According to High Court primarily four factors render the prosecution version vulnerable. Firstly, there was an unexplained delay in lodging FIR. Secondly, the victim’s evidence did not inspire confidence as there were exaggerations, and a friend to whom she claimed to have told about the incidence was not examined. Thirdly, the medical evidence indicated that the victim was habituated to sexual intercourse and, therefore, her version that she was raped by the accused is not believable. Fourthly, there was no evidence to show that the victim was employed as a maidservant in the house of the accused. Aggrieved by this the state has approached the Supreme Court of India.
Issue before the Court
Whether, on the basis of facts and circumstances, the High Court was correct in holding that the accused was not responsible for rape?
Ratio of the court (as authored by Justice Arijit Pasayat)
Delay in lodging the FIR cannot be used as a ritualistic formula for doubting the prosecution case. If the prosecution fails to satisfactorily explain the delay and there is the possibility of embellishment in prosecution version on account of such delay, the same would be fatal to the prosecution. However, if the delay is explained to the satisfaction of the Court, same cannot by itself be a ground for disbelieving and discarding the entire prosecution version, as done by the High Court in the present case. The evidence of mother and father read with that of the victim clearly explained as to why the first information report was lodged after 17-18 days.
Further, the victim’s evidence has been discarded by holding that it is at variance with the medical evidence. The High Court has not indicated as to in what way it is at variance with the medical evidence. A mere statement that according to the doctor, she could on earlier occasions have had sexual intercourse five, ten or fifteen times rules out rape by accused once as alleged in no way casts doubt on victim’s evidence.
Merely because the friend of the victim was not examined that also cannot be a suspicious circumstance to throw suspicion on the victim’s evidence.

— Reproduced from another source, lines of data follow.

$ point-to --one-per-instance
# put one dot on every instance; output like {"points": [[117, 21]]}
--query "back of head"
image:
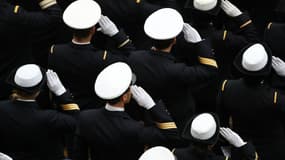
{"points": [[202, 129], [157, 153], [27, 79], [113, 81], [163, 24], [82, 14], [254, 60]]}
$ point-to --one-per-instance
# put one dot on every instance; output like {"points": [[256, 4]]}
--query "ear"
{"points": [[124, 97], [93, 30], [174, 41]]}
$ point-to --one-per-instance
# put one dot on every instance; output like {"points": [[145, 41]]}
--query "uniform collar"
{"points": [[108, 107], [163, 54], [80, 43], [26, 100]]}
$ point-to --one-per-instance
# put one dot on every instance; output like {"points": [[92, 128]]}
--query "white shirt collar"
{"points": [[80, 43], [112, 108], [26, 100]]}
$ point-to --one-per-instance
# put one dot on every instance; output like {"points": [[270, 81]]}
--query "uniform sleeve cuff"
{"points": [[47, 3]]}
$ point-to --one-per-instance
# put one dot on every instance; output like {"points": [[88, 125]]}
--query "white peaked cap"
{"points": [[4, 157], [203, 127], [28, 75], [113, 81], [204, 5], [254, 58], [157, 153], [164, 24], [82, 14]]}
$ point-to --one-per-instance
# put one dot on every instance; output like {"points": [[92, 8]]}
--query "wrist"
{"points": [[47, 3], [60, 91]]}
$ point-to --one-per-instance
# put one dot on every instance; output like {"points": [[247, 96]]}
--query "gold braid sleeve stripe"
{"points": [[47, 3], [69, 107], [256, 156], [275, 97], [269, 25], [225, 35], [223, 86], [105, 55], [16, 9], [246, 23], [208, 61], [166, 125], [51, 49], [124, 43]]}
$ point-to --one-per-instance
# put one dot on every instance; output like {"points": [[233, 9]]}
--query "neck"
{"points": [[19, 97], [114, 107], [167, 50], [85, 40]]}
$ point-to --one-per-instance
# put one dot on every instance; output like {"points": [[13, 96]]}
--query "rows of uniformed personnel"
{"points": [[170, 77]]}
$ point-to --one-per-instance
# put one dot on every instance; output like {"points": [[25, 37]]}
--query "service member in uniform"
{"points": [[203, 132], [234, 31], [158, 72], [19, 28], [28, 132], [131, 14], [252, 107], [78, 63], [274, 37], [157, 153], [110, 132]]}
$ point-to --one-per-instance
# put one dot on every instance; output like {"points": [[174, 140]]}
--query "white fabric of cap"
{"points": [[157, 153], [205, 5], [254, 58], [203, 127], [28, 75], [4, 157], [163, 24], [113, 81], [82, 14]]}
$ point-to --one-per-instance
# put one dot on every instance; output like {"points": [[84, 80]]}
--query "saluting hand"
{"points": [[107, 26], [142, 97], [191, 34], [54, 83], [232, 137], [230, 9], [278, 65]]}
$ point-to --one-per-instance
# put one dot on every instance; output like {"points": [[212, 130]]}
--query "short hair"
{"points": [[116, 100], [19, 94], [162, 44], [81, 33]]}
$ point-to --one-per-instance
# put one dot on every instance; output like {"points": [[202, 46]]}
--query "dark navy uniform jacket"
{"points": [[19, 29], [31, 133], [78, 66], [163, 78], [246, 152], [115, 135], [256, 112]]}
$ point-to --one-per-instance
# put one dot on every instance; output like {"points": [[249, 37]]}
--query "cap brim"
{"points": [[263, 72], [214, 11], [10, 81], [186, 134]]}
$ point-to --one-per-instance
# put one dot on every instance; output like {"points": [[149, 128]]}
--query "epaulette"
{"points": [[224, 85], [51, 50], [16, 9], [275, 95], [269, 26], [245, 24], [104, 55]]}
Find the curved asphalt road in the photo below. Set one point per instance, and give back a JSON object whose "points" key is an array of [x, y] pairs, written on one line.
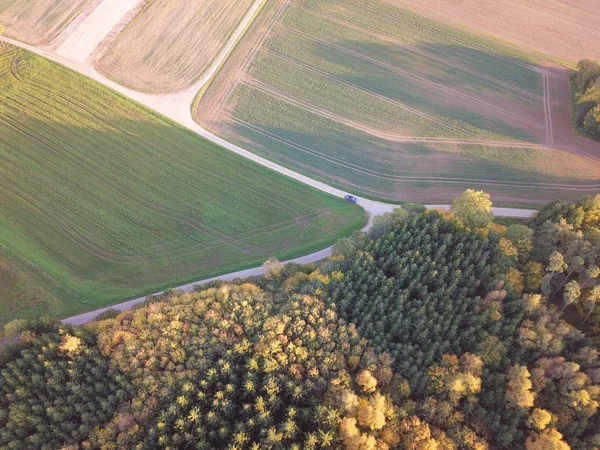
{"points": [[178, 107]]}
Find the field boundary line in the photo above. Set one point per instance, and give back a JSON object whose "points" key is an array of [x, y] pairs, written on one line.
{"points": [[250, 57], [380, 175]]}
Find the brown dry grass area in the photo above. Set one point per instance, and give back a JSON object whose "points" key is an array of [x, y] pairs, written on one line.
{"points": [[542, 168], [171, 43], [209, 112], [565, 29], [37, 22]]}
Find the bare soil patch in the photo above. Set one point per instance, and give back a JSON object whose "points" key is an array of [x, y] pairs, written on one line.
{"points": [[565, 29], [363, 96], [37, 22], [171, 43]]}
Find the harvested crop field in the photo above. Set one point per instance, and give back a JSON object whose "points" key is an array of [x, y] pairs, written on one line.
{"points": [[38, 21], [171, 43], [102, 200], [372, 98], [565, 29]]}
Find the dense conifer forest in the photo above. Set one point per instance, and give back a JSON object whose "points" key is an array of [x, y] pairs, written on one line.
{"points": [[433, 331]]}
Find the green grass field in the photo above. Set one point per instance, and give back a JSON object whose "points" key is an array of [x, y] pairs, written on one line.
{"points": [[102, 200], [360, 93]]}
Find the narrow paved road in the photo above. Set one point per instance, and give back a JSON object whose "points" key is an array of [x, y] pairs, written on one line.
{"points": [[178, 107]]}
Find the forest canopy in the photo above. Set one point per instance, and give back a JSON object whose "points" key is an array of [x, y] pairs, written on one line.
{"points": [[434, 330], [586, 81]]}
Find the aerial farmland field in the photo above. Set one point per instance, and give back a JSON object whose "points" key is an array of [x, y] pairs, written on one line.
{"points": [[103, 200], [171, 43], [38, 21], [373, 98], [565, 29]]}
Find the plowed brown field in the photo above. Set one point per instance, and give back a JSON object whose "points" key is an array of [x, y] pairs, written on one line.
{"points": [[370, 97], [565, 29], [171, 43], [38, 21]]}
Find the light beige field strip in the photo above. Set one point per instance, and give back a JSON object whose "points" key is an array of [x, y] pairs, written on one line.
{"points": [[178, 107], [84, 39]]}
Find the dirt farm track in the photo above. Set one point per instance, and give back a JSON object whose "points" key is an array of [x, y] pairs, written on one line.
{"points": [[330, 93]]}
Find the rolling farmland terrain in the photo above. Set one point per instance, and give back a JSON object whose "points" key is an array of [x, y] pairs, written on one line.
{"points": [[171, 43], [38, 21], [102, 199], [565, 29], [371, 97]]}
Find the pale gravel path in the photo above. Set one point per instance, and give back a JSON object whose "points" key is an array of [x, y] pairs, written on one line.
{"points": [[83, 40], [178, 107], [380, 208]]}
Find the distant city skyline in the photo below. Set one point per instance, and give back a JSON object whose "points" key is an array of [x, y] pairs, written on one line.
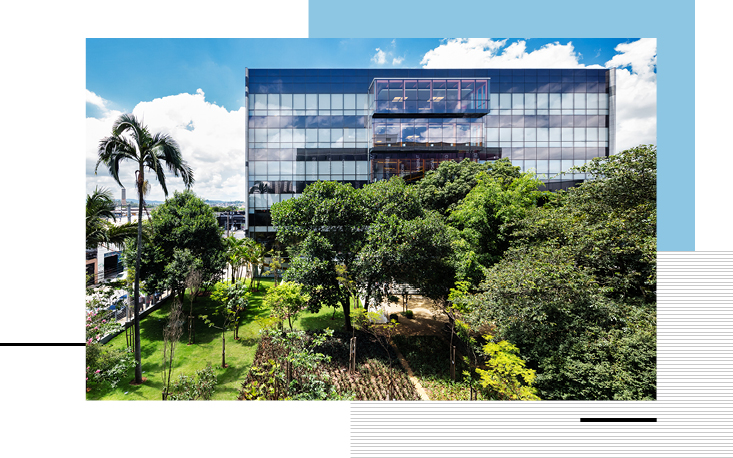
{"points": [[197, 92]]}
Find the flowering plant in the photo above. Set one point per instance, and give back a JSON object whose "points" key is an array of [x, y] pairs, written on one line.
{"points": [[104, 366]]}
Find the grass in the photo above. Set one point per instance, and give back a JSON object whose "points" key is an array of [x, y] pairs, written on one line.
{"points": [[206, 350]]}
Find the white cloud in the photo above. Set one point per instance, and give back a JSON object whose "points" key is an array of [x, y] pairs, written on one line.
{"points": [[96, 100], [210, 137], [487, 53], [380, 57], [636, 89], [636, 85]]}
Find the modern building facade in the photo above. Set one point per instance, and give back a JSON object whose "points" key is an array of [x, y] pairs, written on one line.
{"points": [[364, 125]]}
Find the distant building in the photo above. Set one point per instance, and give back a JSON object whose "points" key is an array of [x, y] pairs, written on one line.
{"points": [[362, 125]]}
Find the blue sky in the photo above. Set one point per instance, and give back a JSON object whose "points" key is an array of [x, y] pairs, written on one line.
{"points": [[174, 84], [128, 71]]}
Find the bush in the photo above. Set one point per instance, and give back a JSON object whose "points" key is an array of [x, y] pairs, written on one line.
{"points": [[192, 388]]}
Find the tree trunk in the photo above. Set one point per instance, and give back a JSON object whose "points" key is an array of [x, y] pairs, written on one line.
{"points": [[223, 351], [136, 296], [347, 313]]}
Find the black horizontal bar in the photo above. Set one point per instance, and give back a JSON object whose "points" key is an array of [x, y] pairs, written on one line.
{"points": [[618, 420], [42, 344]]}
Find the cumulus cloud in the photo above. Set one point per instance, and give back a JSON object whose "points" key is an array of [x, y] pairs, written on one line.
{"points": [[487, 53], [96, 100], [383, 56], [211, 139], [636, 89], [380, 57], [636, 82]]}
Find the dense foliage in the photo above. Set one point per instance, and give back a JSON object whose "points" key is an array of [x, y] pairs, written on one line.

Even if it is hypothetically accepted that the victim had lost her virginity earlier, it did not and cannot in law give license to any person to rape her. It is the accused who was on trial and not the victim.
Finally, the High Court’s reasoning was erroneous about lack of evidence relating to the employment of the victim as a maid servant. The High Court completely overlooked the fact that the suggestions given to witnesses that the accused or his wife had threatened to put an end to the victim’s service as a maid servant because of her immoral character, or refusal to refund the amount taken as advance for her employment as a maid servant.
Sexual violence apart from being a dehumanizing act is an unlawful intrusion on the right of privacy and sanctity of a female. It is a serious blow to her supreme honor and offends her self-esteem and dignity. It degrades and humiliates the victim and where the victim is a helpless innocent child or a minor, it leaves behind a traumatic experience. It is a crime against basic human rights and is also violative of the victim’s most cherished of the Fundamental Rights, namely, the Right to Life contained in Article 21 of the Constitution of India, 1950. The Courts are, therefore, expected to deal with cases of sexual crime against women with utmost sensitivity. A socially sensitized judge is a better statutory armor in cases of crime against women than long clauses of penal provisions, containing complex exceptions and provisos.
The conviction as recorded by the trial Court and the sentence imposed by it are restored. The accused shall surrender forthwith to serve the remainder of the sentence if any. The appeal is allowed to the extent indicated.